Gabès Cinéma FEN : S. Kaadan, entre nostalgie et espoir pour la Syrie
En compétition dans la catégorie courts métrages, « Aziza » de Soudade Kaadan porte un regard original sur l'exil et la place des réfugiés syriens au Liban.
Il ne dure que 13 minutes, pourtant il en dit tellement sur la nostalgie des réfugiés syriens, sur leur exil forcé, sur leur place au Liban. « Aziza », le court métrage de la réalisatrice syrienne Soudade Kaadan, qui a reçu le prix du Grand Jury au Sundance Film Festival en 2019, faisait partie de la sélection de festival Gabès Cinéma FEN.
Humour, poésie, nostalgie, les spectateurs, comme les personnages du film, passent par tous les états en visionnant ces quelques minutes. Quelques minutes et un message fort dont nous parle Soudade Kaadan.
LCDL : Pourquoi le prénom Aziza pour la voiture ? Y-a-t-il une raison particulière dans le choix de ce prénom ?
Soudade Kaadan : C'est le nom de la voiture de ma sœur. Elle appelait sa voiture rouge Aziza. Quand elle a quitté le Liban, elle a vendu la voiture et laissé l'argent pour finaliser mon premier long métrage fiction « Le jour où j'ai perdu mon ombre », étant ainsi la productrice du film.
A ce moment là, nous n'avions pas assez de financement pour le finaliser. Ainsi, j'ai nommé la voiture dans le film, selon le nom de celle de ma sœur, qui nous a permis de relancer toute cette aventure filmique.
Lors de la leçon de conduite, le couple fait semblant d'avoir tué par accident un Syrien. Qu'avez-vous voulu exprimer avec cette image ?
C'était un moment d'improvisation pure. Dans le scénario, l'accident imaginaire était avec un Libanais. Et puisque les Syriens n'ont presque aucun droit au Liban, la panique que le personnage éprouve s'augmentait jusqu’à l'hallucination, même si l'accident était un acte imaginaire.
L'acteur syrien Abdel Monem Amayri, a soudain improvisé « j'espère qu'il est syrien » et je l'ai gardé dans le film. Car ceci exprime avec humour noir ce que les Syriens ressentent : leur vie où mort n'a aucune valeur dans un contexte raciste.
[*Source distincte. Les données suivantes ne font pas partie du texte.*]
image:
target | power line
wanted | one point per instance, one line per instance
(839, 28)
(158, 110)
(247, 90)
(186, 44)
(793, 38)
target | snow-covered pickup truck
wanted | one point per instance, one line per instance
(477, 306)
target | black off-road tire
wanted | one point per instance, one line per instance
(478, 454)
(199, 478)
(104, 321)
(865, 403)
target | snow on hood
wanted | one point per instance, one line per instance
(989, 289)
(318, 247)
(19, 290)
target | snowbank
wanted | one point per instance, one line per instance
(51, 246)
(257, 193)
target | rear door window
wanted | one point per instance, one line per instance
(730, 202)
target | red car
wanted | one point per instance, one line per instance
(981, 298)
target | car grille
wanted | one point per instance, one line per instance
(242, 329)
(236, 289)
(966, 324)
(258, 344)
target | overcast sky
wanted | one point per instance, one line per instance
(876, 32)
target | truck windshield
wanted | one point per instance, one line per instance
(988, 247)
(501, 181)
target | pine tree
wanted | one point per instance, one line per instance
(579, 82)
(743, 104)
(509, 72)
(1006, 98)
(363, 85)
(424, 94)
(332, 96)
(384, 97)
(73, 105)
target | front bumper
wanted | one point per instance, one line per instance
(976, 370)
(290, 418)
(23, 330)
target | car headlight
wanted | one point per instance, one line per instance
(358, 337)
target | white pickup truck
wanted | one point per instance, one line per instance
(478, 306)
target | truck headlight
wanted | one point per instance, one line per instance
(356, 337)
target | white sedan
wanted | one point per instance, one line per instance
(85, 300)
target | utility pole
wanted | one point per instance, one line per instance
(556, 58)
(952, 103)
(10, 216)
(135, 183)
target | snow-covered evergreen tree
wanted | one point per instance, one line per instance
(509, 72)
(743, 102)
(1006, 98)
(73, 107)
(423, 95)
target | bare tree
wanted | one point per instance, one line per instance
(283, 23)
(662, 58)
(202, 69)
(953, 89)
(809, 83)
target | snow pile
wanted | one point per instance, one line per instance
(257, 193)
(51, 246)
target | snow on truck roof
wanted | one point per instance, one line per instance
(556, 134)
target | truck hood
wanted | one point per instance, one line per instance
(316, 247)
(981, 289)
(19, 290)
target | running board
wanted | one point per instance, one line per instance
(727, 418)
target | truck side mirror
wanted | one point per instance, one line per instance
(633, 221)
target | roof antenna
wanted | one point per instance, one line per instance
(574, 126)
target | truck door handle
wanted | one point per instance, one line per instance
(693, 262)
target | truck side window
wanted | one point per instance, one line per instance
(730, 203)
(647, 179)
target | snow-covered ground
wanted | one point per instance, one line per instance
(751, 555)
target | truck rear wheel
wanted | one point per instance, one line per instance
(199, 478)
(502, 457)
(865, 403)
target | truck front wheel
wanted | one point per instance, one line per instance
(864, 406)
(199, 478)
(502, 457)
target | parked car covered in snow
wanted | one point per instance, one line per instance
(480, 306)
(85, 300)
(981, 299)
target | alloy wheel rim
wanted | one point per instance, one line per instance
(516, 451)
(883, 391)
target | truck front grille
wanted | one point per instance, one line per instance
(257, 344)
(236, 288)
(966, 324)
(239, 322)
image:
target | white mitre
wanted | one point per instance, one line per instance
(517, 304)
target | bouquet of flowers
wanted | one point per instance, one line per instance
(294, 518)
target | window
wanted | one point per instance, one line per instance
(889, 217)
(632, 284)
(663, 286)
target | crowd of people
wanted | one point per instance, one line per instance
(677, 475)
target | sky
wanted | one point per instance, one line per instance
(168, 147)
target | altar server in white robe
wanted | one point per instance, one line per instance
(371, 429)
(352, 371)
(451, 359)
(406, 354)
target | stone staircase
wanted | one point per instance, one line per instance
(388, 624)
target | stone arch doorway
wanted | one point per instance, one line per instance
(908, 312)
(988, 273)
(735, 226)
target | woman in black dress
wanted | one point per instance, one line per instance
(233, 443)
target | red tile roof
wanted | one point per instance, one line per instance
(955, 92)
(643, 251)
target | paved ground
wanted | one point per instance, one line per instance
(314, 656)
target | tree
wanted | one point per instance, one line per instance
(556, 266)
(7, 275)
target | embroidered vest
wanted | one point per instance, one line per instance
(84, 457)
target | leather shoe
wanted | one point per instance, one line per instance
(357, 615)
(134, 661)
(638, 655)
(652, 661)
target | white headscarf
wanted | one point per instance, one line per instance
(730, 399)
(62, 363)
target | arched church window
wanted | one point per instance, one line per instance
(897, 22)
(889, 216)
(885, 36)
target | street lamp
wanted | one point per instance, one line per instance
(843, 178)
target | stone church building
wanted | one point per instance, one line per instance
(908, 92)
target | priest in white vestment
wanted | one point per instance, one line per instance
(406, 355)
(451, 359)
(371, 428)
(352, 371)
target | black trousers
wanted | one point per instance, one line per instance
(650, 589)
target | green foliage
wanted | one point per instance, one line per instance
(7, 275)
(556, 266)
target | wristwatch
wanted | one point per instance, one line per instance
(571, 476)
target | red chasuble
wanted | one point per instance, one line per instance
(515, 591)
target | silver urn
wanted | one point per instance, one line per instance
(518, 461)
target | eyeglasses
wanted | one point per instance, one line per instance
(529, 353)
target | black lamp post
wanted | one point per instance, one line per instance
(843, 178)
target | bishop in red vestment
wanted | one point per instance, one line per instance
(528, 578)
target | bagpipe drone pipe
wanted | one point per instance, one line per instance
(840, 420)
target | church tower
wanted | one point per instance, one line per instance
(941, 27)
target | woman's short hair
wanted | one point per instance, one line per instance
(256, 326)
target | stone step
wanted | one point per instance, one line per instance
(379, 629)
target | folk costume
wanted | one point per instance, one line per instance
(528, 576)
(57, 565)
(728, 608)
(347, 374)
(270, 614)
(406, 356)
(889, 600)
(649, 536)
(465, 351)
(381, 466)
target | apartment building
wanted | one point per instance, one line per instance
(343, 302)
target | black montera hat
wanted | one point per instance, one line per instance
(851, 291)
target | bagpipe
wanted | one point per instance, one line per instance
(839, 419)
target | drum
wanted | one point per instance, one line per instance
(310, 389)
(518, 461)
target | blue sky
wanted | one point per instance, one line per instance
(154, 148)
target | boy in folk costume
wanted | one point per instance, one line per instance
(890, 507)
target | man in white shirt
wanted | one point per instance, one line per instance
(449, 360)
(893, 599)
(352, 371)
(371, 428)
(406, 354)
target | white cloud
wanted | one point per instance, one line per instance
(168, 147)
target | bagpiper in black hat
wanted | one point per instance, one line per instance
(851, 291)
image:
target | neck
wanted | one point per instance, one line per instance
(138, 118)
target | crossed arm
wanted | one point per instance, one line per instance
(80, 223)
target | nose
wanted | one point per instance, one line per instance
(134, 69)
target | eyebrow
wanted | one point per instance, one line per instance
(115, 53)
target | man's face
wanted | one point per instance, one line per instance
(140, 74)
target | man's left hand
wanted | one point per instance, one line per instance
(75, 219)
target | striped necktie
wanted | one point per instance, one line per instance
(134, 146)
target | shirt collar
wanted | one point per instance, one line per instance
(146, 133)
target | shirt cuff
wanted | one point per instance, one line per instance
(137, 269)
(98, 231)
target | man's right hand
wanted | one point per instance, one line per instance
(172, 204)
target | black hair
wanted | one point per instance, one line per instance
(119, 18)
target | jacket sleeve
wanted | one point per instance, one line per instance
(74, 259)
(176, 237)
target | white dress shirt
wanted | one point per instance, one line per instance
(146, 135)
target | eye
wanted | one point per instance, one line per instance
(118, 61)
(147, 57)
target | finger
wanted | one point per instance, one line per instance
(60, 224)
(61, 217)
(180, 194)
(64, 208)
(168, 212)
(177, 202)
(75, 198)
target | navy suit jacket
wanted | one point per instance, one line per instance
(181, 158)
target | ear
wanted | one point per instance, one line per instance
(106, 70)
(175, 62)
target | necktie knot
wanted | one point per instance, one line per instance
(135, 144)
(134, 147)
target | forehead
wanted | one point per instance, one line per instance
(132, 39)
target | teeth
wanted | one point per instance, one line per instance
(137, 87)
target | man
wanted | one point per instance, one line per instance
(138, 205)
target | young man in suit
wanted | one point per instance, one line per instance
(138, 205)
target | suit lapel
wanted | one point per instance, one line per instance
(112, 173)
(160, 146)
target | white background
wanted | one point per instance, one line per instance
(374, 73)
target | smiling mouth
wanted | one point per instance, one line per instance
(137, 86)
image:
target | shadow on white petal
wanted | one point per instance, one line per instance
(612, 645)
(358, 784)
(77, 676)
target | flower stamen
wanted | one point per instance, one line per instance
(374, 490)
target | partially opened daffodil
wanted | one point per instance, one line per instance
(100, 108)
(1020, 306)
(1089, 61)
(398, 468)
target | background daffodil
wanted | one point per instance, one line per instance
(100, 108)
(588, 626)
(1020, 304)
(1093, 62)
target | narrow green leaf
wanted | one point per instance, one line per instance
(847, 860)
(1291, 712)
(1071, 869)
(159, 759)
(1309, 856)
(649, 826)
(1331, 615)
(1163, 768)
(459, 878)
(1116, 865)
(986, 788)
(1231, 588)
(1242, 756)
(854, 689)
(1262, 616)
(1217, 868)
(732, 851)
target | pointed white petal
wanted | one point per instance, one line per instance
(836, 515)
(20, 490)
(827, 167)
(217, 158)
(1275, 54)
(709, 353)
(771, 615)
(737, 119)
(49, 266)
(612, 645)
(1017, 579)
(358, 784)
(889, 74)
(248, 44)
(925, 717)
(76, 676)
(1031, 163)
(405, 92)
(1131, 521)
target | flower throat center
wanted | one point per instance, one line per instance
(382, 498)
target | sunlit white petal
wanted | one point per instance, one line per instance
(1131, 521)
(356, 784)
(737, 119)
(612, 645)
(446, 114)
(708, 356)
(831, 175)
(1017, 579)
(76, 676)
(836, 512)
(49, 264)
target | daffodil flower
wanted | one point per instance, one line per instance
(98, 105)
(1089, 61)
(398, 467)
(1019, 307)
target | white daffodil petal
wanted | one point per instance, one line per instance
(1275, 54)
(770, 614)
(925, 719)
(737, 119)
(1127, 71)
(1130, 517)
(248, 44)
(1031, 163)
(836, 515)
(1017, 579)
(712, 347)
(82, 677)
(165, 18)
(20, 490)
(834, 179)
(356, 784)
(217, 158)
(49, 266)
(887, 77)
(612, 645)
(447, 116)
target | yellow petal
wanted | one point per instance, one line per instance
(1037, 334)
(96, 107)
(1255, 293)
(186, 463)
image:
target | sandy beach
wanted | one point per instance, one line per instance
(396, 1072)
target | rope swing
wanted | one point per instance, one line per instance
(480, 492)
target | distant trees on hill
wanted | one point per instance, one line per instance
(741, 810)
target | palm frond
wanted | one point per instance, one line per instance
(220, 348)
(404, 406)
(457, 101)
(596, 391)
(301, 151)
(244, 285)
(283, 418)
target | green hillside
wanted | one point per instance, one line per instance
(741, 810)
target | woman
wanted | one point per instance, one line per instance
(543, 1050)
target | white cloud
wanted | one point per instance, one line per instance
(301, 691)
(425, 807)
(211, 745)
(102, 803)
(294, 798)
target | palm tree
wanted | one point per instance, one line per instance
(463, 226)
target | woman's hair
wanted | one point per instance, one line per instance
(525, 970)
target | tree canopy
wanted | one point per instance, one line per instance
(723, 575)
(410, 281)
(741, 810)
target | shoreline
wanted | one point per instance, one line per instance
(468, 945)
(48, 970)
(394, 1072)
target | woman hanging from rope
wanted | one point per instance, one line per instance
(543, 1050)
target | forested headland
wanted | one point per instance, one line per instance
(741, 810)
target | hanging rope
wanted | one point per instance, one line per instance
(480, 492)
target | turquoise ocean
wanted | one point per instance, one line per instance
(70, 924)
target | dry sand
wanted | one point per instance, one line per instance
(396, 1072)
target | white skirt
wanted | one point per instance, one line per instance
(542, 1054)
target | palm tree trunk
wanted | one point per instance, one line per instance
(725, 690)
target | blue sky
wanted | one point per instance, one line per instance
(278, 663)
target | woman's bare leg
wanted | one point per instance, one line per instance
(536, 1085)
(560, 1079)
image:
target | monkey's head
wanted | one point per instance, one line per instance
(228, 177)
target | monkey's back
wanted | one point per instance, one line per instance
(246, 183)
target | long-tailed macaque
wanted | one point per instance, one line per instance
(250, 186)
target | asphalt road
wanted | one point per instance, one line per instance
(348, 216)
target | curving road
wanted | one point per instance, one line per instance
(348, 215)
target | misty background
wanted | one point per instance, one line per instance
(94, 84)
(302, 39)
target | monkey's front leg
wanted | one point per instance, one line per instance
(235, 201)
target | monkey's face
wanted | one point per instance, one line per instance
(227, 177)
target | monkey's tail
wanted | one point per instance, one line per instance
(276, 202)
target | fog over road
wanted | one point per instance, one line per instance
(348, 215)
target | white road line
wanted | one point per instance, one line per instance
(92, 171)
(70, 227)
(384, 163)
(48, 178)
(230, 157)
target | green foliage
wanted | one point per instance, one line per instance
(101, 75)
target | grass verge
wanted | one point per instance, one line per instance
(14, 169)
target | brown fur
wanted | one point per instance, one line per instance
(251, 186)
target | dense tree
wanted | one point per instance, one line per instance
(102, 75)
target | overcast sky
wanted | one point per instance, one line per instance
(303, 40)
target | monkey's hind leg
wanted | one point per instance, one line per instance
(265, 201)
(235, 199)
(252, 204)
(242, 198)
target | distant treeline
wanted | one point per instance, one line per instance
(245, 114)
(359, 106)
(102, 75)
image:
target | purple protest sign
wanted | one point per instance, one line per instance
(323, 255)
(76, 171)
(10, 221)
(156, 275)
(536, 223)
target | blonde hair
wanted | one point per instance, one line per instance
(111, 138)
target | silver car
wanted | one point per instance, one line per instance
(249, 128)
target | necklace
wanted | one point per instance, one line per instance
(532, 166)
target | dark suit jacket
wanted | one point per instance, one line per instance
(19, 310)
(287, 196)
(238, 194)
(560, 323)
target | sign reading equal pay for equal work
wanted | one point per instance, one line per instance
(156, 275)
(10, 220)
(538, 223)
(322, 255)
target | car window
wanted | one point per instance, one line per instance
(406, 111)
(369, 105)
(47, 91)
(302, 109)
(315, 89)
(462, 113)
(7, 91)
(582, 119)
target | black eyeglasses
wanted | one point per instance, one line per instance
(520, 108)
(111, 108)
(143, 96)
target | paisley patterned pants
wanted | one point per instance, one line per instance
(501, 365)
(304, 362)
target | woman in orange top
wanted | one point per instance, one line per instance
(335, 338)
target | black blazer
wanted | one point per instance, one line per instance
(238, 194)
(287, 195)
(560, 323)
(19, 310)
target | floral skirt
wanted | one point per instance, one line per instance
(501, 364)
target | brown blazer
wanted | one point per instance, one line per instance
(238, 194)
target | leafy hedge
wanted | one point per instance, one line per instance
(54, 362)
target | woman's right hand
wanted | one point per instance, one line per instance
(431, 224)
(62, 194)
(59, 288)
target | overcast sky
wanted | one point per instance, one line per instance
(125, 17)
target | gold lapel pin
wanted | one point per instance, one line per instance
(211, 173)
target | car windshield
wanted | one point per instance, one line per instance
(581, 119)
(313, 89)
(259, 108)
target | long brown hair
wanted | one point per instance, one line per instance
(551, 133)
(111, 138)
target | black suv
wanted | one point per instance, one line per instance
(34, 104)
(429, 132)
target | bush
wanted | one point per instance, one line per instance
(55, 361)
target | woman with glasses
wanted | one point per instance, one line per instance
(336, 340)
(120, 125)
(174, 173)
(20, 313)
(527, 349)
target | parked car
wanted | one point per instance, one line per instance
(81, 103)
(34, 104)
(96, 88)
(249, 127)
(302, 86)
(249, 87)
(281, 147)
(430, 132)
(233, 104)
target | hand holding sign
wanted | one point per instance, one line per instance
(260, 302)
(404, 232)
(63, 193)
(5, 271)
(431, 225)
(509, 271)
Lors de cette leçon de conduite, on a l'impression que dans cette voiture, sur les routes de « Damas », il semblerait que le couple cherche à revivre leur quotidien perdu. Est-ce quelque chose que ressentent beaucoup de réfugiés syriens au Liban ? Une certaine nostalgie ?
Oui, une sorte de nostalgie, mais ceci n'est pas seulement au Liban. Même à Berlin, les Syriens nomment les rues selon celles en Syrie, pour rendre le lieu un peu plus familier, pour qu'ils se sentent moins des étrangers, des exilés. Faire semblant qu'on n'a pas perdu son pays, qu' il est toujours là où on va.
Est-ce quelque chose que vous avez pu ressentir à titre personnel, peut-être dans une moindre mesure, à un moment dans votre vie ?
Tous mes films sont personnels, d'une façon ou d'une autre. Ce besoin de recréer la réalité et le passé perdu, l'illusion de garder un pays dans un jeu de nostalgie quotidien, le plaisir de toujours revivre les petits détails insignifiants d'un passé perdu.
Aujourd'hui estimés à 1,5 million, les réfugiés syriens au Liban vivent dans des conditions difficiles. Malgré les tensions au Liban, un retour de ces réfugiés en Syrie vous semble-t-il envisageable aujourd'hui ?
Tous les Syriens n'ont pas ce choix de rester ou non ; de retourner ou non. Pour des raisons politiques ou économiques.
Vous êtes née en France, avez étudié en Syrie puis au Liban. Est-ce important pour vous de témoigner de ce qu'il se passe en Syrie depuis 2011 mais également en dehors, avec la question des réfugiés ?
Bien sûr, c'est important pour moi de raconter notre histoire, notre expérience de guerre, d'exil et de réfugiés; mais il faut aussi dire que je racontais des histoires sur la Syrie avant même la guerre, avant 2011 dans mes films précédents. Également, notre histoire, étant Syriens, n'est pas limitée seulement à la guerre. Libérer le Syrien des stéréotypes dramatiques, c'est aussi croire qu'on aura un autre futur.